The helpful content update started rolling out two weeks ago. Early feedback from SEOs and publishers suggests that the new ranking signal doesn’t significantly impact search results.
Sullivan addressed the feedback last week, emphasizing the helpful content update is a big one, despite anecdotal evidence suggesting otherwise.
As the update is a continuing effort, its impact will become more apparent over time, unlike past updates, such as Panda and Penguin, which immediately produced significant changes in search results.
To that end, we now know when the helpful content update could become more noticeable.
This week, Sullivan responded to feedback again, revealing that the helpful content signal might get stronger when other algorithm updates roll out.
“Maybe the helpful content signal alone wasn’t enough to tip the scales and produce a change in someone’s particular situation, but when we do other updates (core, product reviews), it might add into that and be more significant….”
The above quote is taken from a longer Twitter thread where Sullivan repeats many of the same talking points as last week.
Again, Sullivan says the impact of the helpful content update is in line with what he expected:
“Noticeable doesn’t mean every site sees a change and, why would that happen?
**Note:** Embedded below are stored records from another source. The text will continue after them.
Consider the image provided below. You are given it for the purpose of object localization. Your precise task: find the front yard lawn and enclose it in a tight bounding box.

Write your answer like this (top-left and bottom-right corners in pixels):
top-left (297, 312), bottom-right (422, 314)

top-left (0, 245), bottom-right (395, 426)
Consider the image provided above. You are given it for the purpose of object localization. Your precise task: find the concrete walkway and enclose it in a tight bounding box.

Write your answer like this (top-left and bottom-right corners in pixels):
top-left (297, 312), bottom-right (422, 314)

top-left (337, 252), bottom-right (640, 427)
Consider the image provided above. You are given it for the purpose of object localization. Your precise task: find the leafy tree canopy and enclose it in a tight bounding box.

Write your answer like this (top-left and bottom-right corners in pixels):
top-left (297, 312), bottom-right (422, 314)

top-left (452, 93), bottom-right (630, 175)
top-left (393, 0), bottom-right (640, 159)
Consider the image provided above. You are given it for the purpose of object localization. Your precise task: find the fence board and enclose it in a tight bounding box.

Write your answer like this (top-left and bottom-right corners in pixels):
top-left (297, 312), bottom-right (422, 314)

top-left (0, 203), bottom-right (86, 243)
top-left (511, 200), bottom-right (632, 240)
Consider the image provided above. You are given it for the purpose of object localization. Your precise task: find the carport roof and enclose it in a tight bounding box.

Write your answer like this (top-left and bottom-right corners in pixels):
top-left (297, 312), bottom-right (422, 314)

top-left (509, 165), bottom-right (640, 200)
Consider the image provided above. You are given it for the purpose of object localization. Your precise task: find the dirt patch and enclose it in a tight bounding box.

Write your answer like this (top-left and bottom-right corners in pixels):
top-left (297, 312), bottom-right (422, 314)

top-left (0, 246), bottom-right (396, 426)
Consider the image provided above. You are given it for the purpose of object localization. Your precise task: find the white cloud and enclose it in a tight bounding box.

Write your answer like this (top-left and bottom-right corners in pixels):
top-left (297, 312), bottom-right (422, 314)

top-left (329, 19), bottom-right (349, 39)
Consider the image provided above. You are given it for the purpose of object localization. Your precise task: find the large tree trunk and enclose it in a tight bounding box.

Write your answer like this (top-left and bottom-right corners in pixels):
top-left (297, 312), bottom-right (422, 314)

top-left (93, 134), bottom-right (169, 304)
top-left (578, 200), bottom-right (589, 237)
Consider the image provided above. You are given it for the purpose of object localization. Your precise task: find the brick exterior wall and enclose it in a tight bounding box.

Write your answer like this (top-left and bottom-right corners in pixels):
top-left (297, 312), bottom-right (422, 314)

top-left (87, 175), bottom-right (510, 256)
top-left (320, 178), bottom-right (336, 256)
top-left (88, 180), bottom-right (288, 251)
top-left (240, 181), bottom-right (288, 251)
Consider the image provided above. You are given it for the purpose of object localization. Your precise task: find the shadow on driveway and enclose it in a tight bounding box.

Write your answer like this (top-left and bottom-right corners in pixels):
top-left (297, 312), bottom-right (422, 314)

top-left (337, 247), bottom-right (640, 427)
Are the majority of sites unhelpful?”
He makes an interesting point in the above quote, as it would be concerning if a significant number of sites dropped in rankings. That would suggest Google was previously elevating many sites that publish unhelpful content.
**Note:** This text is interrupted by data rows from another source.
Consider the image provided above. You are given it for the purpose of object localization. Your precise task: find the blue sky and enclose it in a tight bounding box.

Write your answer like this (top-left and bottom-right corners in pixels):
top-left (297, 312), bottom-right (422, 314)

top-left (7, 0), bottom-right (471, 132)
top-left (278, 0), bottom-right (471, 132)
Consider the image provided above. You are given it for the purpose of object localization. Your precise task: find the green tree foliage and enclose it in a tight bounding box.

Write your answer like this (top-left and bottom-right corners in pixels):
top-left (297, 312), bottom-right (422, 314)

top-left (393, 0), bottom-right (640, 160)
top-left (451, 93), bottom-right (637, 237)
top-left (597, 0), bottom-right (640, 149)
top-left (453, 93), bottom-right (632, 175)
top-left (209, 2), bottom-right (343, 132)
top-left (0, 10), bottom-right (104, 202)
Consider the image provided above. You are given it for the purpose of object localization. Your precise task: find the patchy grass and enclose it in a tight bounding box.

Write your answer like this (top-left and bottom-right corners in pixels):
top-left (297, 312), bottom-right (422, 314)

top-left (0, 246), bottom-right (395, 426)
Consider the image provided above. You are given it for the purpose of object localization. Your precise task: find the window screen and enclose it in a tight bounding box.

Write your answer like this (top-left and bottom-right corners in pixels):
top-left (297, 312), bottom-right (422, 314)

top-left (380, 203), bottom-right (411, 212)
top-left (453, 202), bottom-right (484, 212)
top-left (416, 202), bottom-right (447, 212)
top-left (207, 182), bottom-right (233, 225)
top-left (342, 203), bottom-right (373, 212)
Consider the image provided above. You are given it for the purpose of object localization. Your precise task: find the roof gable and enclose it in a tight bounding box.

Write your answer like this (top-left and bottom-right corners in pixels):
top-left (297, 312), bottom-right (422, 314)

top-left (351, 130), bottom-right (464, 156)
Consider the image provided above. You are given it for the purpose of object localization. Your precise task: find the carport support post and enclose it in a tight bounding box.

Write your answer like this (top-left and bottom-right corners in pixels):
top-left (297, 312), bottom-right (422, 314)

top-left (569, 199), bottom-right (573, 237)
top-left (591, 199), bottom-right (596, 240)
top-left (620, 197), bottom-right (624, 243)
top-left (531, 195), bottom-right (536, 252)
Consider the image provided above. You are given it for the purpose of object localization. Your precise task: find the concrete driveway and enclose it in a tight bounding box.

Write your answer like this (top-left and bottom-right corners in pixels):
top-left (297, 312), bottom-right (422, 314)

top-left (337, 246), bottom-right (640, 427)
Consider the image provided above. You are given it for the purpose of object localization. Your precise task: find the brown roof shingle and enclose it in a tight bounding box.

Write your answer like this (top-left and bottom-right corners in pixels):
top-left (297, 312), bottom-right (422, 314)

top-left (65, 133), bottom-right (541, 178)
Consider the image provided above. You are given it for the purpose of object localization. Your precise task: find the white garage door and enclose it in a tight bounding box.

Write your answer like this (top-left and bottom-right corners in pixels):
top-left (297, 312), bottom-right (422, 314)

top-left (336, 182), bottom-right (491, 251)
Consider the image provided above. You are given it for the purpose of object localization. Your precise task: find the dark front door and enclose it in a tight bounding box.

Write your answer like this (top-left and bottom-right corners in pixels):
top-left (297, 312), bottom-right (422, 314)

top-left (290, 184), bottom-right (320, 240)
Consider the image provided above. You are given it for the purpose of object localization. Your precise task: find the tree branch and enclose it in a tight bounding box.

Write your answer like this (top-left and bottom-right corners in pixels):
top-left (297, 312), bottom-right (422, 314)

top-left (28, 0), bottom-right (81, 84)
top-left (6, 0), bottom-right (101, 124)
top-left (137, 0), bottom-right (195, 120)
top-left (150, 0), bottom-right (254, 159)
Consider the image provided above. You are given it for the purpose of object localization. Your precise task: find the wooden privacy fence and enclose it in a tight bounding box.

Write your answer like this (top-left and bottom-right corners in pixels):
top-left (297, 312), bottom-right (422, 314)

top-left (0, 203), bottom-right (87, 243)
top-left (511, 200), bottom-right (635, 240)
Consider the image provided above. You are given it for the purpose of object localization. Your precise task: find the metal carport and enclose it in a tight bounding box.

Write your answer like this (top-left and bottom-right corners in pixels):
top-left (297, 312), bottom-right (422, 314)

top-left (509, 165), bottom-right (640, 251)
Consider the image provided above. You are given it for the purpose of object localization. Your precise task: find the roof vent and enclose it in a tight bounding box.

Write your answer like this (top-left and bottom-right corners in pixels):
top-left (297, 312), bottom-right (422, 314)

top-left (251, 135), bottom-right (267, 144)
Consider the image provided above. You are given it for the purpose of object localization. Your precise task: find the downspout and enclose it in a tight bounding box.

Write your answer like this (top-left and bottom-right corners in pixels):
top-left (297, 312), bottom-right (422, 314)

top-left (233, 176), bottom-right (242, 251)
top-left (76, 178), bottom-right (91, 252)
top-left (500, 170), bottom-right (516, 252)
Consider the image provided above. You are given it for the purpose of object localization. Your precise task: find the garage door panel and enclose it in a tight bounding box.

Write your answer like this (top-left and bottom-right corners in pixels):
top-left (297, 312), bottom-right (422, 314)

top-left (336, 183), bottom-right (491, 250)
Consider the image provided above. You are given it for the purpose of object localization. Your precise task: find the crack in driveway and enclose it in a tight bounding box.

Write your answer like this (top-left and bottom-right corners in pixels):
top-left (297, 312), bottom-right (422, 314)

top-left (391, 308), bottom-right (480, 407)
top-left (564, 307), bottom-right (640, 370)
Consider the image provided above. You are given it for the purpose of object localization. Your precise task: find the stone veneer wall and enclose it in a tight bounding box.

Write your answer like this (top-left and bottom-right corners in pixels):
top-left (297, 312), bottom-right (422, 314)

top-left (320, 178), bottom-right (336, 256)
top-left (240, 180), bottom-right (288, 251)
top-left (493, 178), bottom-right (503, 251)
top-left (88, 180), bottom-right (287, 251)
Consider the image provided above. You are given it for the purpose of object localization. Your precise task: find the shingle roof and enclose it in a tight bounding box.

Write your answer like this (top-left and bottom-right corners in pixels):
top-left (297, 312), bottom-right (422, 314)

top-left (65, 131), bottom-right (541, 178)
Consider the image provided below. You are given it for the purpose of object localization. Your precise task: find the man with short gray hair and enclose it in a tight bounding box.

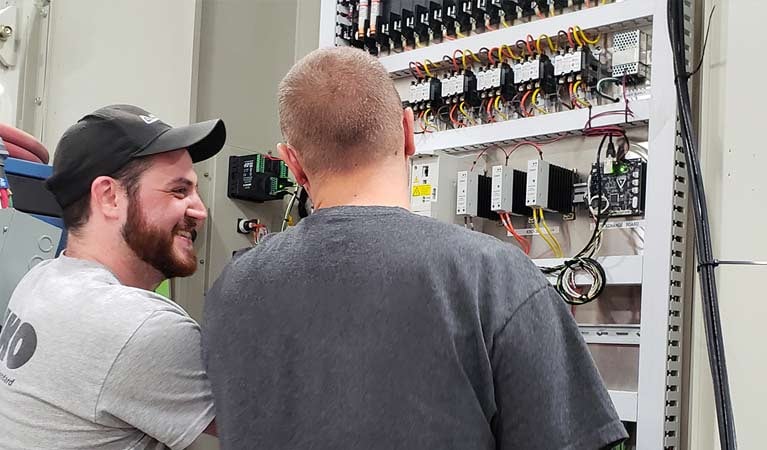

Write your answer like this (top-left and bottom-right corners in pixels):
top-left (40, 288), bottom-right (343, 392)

top-left (203, 48), bottom-right (626, 450)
It’s good to know Google already had a high bar for content quality in search results, considering the helpful content update didn’t tank rankings for many sites.
One last highlight to pull from Sullivan’s tweet thread — if Google missed some unhelpful sites during the first wave of the rollout, it doesn’t mean Google won’t catch them eventually.
Here’s the quote (emphasis mine):
“If you went through this initial release and had no change then 1) congrats, lots of content is helpful and that’s probably you or 2) if you do have unhelpful content, you shouldn’t think that we won’t figure that out and consider changing what you’re doing….”
That said, it’s too early to tell if the helpful content update isn’t as big as other Google algorithm changes.
It’s an ongoing effort, as Google likes to say. Give it a few months to a year, and differences may be more noticeable when comparing SERPs before and after the helpful content update.